Can someone help me with these three math problems?

Question

in these i half to find the imaginary solutions of each equation by factoring

8x^3 - 27=0

x^3 + 64=0

2x^3 + 54 = 0

thanks in advance!

Answer 1

1) (8x^3-27) = (2x)^3-3^3

We know the formula a^3-b^3 = (a-b)(a^2+ab+b^2)

(2x)^3-3^3 = (2x-3)[(2x)^2+(2x)(3)+3^2]

 (2x-3)(4x^2+6x+9) = 0

2x-3 = 0 and 4x^2+6x+9 = 0

2x = 3

x =  3/2

Now factorize 4x^2+6x+9

Compare it to quadratic form ax^2+bx+c = 0

a = 4, b = 6, c = 9

x = [-b±√b^2-4ac]/2a

x = [-6±√(36-144)]/8

x = [-6±√-108]/8

x = -6±√-27*4]/8

x = [-6±2√27i]/8

x = 2[-3±√27i]/8

x = [-3±√27i]/4

imaginary solutions of 4x^2+6x+9 is x = [-3±√27i]/4

Answer 2

(2).

The equation is x³ + 64 = 0.

x³ + 4³ = 0

Apply Sum of Two Cubes : u³ + v³ = (u + v)(u² - uv + v²).

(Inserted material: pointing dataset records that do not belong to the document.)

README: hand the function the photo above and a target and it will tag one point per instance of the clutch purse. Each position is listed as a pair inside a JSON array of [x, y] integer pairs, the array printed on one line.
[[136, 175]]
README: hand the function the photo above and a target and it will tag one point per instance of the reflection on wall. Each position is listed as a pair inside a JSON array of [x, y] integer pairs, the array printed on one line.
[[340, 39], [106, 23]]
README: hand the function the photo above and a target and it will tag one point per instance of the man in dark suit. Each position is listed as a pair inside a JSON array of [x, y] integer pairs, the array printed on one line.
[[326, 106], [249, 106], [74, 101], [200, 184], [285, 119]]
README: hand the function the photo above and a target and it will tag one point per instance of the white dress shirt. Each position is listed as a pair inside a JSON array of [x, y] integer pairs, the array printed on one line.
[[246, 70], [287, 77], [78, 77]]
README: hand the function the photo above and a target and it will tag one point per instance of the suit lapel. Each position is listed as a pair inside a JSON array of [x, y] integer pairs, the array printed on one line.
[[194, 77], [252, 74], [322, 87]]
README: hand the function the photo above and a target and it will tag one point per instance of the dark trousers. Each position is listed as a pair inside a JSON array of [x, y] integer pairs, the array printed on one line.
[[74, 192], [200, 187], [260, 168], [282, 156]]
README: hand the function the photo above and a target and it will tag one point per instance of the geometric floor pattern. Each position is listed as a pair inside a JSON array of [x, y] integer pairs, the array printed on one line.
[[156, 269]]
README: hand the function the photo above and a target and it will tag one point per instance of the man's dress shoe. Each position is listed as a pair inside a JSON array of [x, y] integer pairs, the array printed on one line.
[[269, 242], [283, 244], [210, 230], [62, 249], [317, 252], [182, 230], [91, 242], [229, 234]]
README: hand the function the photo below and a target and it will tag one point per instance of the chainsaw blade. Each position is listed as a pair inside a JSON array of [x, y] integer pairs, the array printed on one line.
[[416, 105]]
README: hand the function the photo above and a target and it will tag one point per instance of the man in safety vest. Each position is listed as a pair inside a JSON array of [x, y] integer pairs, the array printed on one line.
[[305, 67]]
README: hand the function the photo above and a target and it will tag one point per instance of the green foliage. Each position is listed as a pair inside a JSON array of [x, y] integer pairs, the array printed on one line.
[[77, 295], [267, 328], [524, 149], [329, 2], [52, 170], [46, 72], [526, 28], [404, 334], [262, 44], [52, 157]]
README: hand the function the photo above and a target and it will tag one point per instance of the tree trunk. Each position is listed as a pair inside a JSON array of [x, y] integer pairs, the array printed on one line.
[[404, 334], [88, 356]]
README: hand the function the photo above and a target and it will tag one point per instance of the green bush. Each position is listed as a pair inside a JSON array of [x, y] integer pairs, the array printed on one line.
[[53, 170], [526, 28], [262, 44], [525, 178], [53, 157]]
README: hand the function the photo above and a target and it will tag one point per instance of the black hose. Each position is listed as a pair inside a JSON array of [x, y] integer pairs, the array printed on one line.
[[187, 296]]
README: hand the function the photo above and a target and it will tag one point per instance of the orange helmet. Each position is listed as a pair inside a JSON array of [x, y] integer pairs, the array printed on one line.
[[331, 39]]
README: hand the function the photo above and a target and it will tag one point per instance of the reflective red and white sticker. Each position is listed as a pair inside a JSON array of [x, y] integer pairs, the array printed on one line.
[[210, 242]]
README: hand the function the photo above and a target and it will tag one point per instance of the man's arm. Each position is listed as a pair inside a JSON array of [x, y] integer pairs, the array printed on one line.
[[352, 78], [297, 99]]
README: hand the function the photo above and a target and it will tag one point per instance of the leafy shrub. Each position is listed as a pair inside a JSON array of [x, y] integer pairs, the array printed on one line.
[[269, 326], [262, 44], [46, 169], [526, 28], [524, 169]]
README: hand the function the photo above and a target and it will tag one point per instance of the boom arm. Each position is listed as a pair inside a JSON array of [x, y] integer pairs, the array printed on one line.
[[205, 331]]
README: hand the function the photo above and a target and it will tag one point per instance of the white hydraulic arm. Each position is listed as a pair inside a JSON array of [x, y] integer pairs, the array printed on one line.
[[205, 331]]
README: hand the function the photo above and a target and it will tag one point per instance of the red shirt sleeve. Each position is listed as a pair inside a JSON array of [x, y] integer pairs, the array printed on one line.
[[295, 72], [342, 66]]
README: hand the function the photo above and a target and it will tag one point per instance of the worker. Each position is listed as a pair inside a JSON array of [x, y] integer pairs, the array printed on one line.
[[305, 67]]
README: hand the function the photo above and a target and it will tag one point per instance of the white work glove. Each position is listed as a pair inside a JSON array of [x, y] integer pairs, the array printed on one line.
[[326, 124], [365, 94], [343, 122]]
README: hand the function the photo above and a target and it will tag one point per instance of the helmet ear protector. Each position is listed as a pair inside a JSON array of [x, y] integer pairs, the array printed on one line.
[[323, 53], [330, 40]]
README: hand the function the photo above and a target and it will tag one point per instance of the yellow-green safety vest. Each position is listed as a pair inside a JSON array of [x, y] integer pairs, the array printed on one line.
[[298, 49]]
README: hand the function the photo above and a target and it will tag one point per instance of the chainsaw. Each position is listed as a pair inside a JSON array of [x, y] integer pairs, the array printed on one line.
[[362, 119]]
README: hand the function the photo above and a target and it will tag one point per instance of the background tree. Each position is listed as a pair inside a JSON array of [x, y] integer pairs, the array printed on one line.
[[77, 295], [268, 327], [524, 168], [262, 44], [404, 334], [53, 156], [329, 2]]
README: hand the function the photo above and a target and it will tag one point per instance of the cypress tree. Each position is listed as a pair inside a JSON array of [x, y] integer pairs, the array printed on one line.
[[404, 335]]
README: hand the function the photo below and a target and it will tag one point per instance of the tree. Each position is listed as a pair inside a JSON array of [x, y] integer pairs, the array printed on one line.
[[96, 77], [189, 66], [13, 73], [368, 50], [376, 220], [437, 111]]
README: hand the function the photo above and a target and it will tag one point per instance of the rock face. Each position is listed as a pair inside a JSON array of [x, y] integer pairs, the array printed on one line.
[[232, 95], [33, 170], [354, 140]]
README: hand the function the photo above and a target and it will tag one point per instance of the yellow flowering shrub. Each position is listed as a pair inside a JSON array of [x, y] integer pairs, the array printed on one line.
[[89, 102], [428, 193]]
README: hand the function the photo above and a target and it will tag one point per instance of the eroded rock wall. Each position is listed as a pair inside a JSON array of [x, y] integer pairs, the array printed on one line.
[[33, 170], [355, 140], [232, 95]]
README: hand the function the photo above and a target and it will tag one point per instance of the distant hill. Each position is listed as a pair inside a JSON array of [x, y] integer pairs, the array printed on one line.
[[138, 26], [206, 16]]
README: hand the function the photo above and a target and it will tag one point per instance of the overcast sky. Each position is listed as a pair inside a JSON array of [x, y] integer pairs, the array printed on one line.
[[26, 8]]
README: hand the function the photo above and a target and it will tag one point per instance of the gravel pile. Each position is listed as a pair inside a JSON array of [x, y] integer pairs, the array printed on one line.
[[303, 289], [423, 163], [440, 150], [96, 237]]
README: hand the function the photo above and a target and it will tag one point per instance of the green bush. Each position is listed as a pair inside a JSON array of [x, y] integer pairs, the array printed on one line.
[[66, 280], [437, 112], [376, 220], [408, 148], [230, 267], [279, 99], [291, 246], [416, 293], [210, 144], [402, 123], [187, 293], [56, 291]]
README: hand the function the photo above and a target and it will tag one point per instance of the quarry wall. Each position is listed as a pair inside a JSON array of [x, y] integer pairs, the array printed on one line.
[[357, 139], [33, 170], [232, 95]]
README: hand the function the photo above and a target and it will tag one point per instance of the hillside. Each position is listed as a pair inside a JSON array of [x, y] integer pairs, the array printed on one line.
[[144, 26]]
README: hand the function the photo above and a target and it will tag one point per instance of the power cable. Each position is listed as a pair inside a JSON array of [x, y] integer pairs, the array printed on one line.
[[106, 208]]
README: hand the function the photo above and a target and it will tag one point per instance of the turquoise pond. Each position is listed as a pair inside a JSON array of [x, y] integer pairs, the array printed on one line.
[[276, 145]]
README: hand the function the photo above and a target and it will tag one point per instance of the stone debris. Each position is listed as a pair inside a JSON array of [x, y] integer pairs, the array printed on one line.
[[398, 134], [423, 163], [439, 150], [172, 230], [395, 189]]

(x + 4)(x² - 4x + 16) = 0.

Apply Zero Product Property : If ab = 0, then either a = 0, b = 0, or both a and b equal zero.

x + 4 = 0 and x² - 4x + 16 = 0.

x = - 4 and x² - 4x + 16 = 0.

Compare the equation x² - 4x + 16 = 0 with the standard form of quadratic equation ax² + bx + c = 0.

a = 1, b = - 4 and c = 16.

Quadratic Formula : x = [- b ± √(b² - 4ac)]/2a.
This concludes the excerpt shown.